As the series progressed, so did my infatuation with the Halo universe. Halo 2 brought about weekly LAN parties with school friends, two TVs set up back-to-back in a living room, eight dudes, plenty of junk food and man-sweat. Who needs to party when you can hang out with mates and play your favorite game?
Even the third installment of the series failed to disappoint. I find the entire idea of pre-ordering games pointless, but for some strange reason, I decided I must preorder Halo 3. By this time, I was at university, living with fellow gamers and attempting to spend my days studying. Of course, Halo 3 changed that for the better.
Then something happened.
Microsoft did what most mega gaming corporations do at some point: they killed the series. Halo Wars? Thanks, Microsoft Game Studios, but if I wanted to line your pockets with even more of my cash, I’d purchase a life-size Spartan body suit and do a jig outside of your Sydney studio for pennies.

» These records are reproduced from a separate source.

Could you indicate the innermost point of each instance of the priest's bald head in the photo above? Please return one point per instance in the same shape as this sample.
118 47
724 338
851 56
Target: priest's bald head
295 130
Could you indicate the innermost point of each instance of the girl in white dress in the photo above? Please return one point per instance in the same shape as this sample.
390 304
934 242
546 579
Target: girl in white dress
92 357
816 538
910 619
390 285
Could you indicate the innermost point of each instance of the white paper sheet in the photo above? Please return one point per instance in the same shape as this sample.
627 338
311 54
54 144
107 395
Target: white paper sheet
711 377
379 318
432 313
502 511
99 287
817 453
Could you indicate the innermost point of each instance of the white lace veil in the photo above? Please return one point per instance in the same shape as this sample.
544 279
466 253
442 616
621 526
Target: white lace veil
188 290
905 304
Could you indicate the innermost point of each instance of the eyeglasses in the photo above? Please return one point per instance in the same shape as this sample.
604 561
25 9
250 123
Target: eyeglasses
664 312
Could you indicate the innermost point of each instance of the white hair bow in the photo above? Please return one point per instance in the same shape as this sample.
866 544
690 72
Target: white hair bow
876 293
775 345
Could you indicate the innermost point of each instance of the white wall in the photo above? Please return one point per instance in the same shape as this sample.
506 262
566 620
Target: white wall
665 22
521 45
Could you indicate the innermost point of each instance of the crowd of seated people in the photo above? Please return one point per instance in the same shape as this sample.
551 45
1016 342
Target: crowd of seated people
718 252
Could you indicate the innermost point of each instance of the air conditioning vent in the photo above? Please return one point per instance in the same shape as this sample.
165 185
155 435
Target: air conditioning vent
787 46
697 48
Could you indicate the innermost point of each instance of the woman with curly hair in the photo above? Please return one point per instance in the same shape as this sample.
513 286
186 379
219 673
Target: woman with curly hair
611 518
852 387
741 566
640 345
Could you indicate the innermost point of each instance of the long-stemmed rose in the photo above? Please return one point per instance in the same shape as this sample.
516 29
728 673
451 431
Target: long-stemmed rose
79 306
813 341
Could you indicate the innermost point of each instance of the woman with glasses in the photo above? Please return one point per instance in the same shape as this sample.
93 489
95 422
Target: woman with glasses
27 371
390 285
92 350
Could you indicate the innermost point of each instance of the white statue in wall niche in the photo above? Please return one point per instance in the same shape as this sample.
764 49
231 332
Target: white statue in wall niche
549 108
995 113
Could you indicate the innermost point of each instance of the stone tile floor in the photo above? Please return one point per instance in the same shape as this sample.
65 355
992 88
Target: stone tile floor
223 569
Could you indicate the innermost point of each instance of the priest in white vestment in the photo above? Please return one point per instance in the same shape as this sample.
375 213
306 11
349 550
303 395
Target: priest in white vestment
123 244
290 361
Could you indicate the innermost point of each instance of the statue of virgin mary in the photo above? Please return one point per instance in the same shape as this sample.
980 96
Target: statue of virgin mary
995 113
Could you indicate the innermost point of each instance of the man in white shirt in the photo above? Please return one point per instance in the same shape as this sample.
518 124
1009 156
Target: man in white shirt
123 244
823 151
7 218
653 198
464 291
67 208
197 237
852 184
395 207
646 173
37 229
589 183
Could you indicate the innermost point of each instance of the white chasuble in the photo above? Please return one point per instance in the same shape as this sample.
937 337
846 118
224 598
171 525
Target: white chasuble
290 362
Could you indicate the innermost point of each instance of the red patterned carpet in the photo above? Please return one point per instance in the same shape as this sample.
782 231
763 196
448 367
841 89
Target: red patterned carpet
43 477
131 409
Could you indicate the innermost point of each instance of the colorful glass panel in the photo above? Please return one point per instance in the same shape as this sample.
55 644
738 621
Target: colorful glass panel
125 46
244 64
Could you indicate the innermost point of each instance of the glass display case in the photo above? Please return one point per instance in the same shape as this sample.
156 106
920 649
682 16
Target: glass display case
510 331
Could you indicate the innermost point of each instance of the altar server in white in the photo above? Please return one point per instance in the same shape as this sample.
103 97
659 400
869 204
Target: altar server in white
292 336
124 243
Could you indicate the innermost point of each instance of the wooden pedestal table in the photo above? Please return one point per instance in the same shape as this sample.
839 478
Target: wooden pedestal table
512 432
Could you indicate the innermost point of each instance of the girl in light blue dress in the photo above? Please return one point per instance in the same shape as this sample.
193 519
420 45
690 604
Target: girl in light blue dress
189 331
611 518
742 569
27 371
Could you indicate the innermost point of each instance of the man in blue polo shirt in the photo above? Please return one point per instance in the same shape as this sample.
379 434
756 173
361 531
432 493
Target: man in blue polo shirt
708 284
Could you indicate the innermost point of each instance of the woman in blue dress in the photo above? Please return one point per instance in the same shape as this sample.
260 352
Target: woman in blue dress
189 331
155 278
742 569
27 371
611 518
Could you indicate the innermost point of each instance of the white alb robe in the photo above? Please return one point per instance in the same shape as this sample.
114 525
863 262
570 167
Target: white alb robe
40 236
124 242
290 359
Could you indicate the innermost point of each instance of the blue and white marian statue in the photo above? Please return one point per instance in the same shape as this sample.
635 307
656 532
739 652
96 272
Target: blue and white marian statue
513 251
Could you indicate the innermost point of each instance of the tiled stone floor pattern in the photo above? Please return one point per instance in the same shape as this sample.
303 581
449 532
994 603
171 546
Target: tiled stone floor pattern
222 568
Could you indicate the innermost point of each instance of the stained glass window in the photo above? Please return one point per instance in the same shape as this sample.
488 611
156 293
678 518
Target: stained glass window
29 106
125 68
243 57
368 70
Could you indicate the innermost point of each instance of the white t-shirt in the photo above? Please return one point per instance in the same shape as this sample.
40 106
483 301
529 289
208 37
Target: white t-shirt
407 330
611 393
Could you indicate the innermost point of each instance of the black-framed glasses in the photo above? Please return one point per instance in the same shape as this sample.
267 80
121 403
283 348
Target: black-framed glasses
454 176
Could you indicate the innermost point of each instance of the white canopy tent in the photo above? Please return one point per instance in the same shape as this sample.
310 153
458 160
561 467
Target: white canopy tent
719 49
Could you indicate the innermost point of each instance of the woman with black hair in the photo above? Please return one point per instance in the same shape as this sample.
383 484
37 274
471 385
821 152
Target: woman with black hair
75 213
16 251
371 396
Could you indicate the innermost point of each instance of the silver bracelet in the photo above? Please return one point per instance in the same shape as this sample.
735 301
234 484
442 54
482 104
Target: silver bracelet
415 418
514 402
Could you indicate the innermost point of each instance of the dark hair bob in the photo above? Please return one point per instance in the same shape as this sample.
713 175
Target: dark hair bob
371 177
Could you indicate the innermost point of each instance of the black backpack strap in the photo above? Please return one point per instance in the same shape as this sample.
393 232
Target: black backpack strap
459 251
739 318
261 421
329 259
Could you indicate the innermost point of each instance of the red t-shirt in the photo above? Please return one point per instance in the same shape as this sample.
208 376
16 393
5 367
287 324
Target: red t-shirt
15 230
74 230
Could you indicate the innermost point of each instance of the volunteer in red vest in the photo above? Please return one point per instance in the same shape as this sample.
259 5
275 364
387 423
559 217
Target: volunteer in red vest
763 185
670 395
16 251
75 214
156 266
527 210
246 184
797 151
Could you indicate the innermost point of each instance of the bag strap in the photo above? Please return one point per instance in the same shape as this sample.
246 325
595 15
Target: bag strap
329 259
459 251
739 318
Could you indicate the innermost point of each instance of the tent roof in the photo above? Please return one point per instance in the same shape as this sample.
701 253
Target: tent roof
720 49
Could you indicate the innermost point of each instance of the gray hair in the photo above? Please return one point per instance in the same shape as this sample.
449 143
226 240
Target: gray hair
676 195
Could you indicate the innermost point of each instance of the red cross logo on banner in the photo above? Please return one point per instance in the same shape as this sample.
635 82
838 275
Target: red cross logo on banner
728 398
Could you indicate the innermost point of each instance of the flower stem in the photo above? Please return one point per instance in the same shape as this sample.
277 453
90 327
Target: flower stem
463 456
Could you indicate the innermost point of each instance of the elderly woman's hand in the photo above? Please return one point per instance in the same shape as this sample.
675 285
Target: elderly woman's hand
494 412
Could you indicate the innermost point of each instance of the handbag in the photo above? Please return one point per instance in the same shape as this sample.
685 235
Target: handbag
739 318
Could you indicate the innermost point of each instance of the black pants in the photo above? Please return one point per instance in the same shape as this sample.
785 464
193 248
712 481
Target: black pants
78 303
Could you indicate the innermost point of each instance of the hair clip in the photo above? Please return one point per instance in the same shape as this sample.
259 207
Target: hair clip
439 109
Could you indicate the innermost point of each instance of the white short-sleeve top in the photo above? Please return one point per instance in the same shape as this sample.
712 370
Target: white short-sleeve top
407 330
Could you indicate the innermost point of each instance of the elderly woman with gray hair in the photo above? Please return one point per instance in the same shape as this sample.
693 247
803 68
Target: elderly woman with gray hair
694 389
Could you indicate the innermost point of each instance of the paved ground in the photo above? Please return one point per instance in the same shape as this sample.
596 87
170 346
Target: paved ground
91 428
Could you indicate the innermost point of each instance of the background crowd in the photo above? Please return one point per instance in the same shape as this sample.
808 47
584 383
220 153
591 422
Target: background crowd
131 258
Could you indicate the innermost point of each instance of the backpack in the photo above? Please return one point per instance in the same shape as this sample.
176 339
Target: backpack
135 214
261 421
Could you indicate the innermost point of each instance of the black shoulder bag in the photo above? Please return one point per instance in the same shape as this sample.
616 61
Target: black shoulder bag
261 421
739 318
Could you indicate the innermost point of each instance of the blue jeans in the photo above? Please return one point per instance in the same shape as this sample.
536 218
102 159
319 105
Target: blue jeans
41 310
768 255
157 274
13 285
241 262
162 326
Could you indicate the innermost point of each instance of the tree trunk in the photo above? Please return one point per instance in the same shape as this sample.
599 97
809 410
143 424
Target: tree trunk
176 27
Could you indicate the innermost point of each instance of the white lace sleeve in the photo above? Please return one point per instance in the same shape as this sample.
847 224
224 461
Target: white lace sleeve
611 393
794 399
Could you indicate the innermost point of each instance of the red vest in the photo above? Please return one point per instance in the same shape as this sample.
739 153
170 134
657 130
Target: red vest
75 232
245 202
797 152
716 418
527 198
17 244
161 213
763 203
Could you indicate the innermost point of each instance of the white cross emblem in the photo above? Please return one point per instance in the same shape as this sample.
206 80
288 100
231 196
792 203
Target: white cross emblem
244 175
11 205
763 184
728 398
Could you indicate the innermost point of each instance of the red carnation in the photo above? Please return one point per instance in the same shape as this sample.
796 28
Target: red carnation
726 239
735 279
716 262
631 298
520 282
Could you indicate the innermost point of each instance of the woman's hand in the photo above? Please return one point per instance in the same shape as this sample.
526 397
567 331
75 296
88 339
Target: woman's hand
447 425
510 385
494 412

They went overboard. They got greedy. Thank god that Bungie wasn’t involved in that tripe; although, they aren’t completely blameless in this fiasco, either.
Halo 3: ODST offered little in the way of exceptional gameplay, and the short length only added to the argument that it was simply a cash-grab. It saddens me to know that I won’t be pre-ordering Halo: Reach.
Unfortunately, the question “Why?” is a futile one. Films and books love sequels and offshoots just as much as game developers. Despite my love for all things Star Wars, I simply can’t defend the second trilogy as George Lucas just wanting to “continue the story”. If the opportunity for big dollars is there, someone is bound to exploit it.
That said, there are several series that have been able to master the art of sequels, and even better their previous iterations with their latest installments. Metal Gear, The Legend of Zelda, and Mario have all managed to evolve over the decades, and in the eyes of the mainstream are still producing first-class titles. Of course, it’s all subjective; but I wager that few gamers could honestly claim that the Sonic series, as a whole, betters Metal Gear.
Which begs the question: “How does a developer avoid overdoing it?” First of all, don’t allow Microsoft to own the rights to your universe, Bungie. It’s unfortunate that Halo has become somewhat laughable, especially considering the global obsession that surrounded it during the early Noughties. Bungie has done the intelligent thing and are venturing into other projects after Halo: Reach, but it seems a bit like switching off the lights after the power has already been cut. The damage has been done.
Publishers hold a lot of the blame in situations such as this, but so do the subsidiaries of major companies. Plenty of respectable companies have seen their babies go down the crapper after nestling into the hefty bosom of the big publishers; I’d hate see Naughty Dog’s Uncharted series go down the same path as Halo.
That is why a handful of private companies are able to succeed where others fail. Sure, it’s a tough ask for any young development company to brush aside multi-million dollars offers from somewhere like Microsoft or Sony, but if they manage to stick to their guns and retain complete creative control, the result can sometimes spawn an unlikely success.
Despite shuddering at the thought of playing another Ratchet & Clank title any time soon, I have to hand it to Insomniac Games. They maintain their position as a thriving private developer, are famed with starting the Spyro series, and have both Ratchet & Clank and Resistance to show off as extremely successful releases.
Whether R & C will ever get to the point of “overdoing it” remains to be seen. But for now, let’s revel in the fact that there are still some series out there that have yet to be tainted by the moneyed fingers of the big boys.